Social networking Web sites like Twitter and Facebook already allow users to receive alerts on their phones when “friends” send them messages, and Hendrix said it makes sense for county government to use services like these, among others, to help get information disseminated in the event of a natural disaster or other emergency.

“With technology the way it is nowadays, it’s easy and cost-effective to reach out to a whole lot of people all at once,” Hendrix said. “We just need to make sure we have the features in place so that we can talk to people as soon as we get the information. Our technology is such that we want things as quickly as possible, and it only makes sense to use it for that benefit.”

Following Monday’s flooding, which caused widespread damage to roads and utility systems and at least nine deaths across the region, many county residents were left without clean drinking water, forced to boil water until after the line breaks could be fixed and the Georgia Environmental Protection Division could certify the tap water as fit for human consumption. When the EPD gives the OK, Hendrix said, affected residents should know immediately that they can return to normal water usage, though there is currently no way to get the message out quickly.

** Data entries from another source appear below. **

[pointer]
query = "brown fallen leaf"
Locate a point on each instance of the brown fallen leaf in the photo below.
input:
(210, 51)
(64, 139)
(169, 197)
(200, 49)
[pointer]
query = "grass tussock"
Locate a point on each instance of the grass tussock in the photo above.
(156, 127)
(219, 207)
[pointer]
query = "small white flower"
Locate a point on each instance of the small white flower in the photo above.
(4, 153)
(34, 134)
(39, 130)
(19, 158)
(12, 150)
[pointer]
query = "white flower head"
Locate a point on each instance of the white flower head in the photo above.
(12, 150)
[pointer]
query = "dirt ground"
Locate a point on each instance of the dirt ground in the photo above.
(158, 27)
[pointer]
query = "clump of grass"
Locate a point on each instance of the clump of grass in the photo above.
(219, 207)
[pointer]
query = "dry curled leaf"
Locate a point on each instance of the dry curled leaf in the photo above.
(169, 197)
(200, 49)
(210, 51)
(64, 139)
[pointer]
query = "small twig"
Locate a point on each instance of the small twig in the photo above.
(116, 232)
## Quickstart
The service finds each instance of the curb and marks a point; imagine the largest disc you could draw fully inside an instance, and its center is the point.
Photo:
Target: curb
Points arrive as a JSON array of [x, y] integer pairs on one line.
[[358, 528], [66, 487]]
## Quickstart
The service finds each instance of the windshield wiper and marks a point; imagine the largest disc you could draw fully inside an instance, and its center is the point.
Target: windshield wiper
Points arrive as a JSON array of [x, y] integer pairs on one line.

Commissioner Trent North, a longtime member of the board, said the implementation of the siren system more than a decade ago was as far as the county has ever gotten in terms of an emergency alert system, and that simply isn’t far enough.

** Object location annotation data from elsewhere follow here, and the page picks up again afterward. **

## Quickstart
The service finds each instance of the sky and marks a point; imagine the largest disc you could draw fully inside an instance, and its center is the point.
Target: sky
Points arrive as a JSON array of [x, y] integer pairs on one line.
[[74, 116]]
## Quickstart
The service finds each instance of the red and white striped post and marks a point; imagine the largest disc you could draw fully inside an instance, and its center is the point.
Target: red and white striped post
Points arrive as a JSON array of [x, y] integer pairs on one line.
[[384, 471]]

“There’s too much technology out there for the county not to have a mechanism to make citizens aware of what’s going on,” he said. “There needs to be a mechanism out there that does that.”

The city of Carrollton currently has a reverse-911 system that allows city administrators to place a single phone call that can go out to the entire city or to a block or to only a couple of houses. According to City Manager Casey Coleman, the system automatically banks numbers from the phone book into its database, giving the city numbers of all residents who have a land line.

Soon, the county may have something similar, with commission Chairman Bill Chappell announcing this week that the board will hear a presentation at its next meeting regarding a new phone system for the E-911 Department that would effectively serve as a reverse-911 system as well. The Computer Aided Dispatch System, CAD for short, would give the county the ability to contact all those whose numbers are registered in the system and alert them of an emergency as well as giving them instructions about how to proceed.

It’s not known how much the system will cost or how long it will be before it could go online.

The next meeting of the board is on Oct. 6.
comments (1)
« pleasetellme wrote on Saturday, Sep 26 at 06:49 PM »
Why would the county board consider purchasing a new CAD system when the system that is in place now is less than 2 years old and could essentially do the same thing with a software upgrade, and where is the money going to come from to pay for it?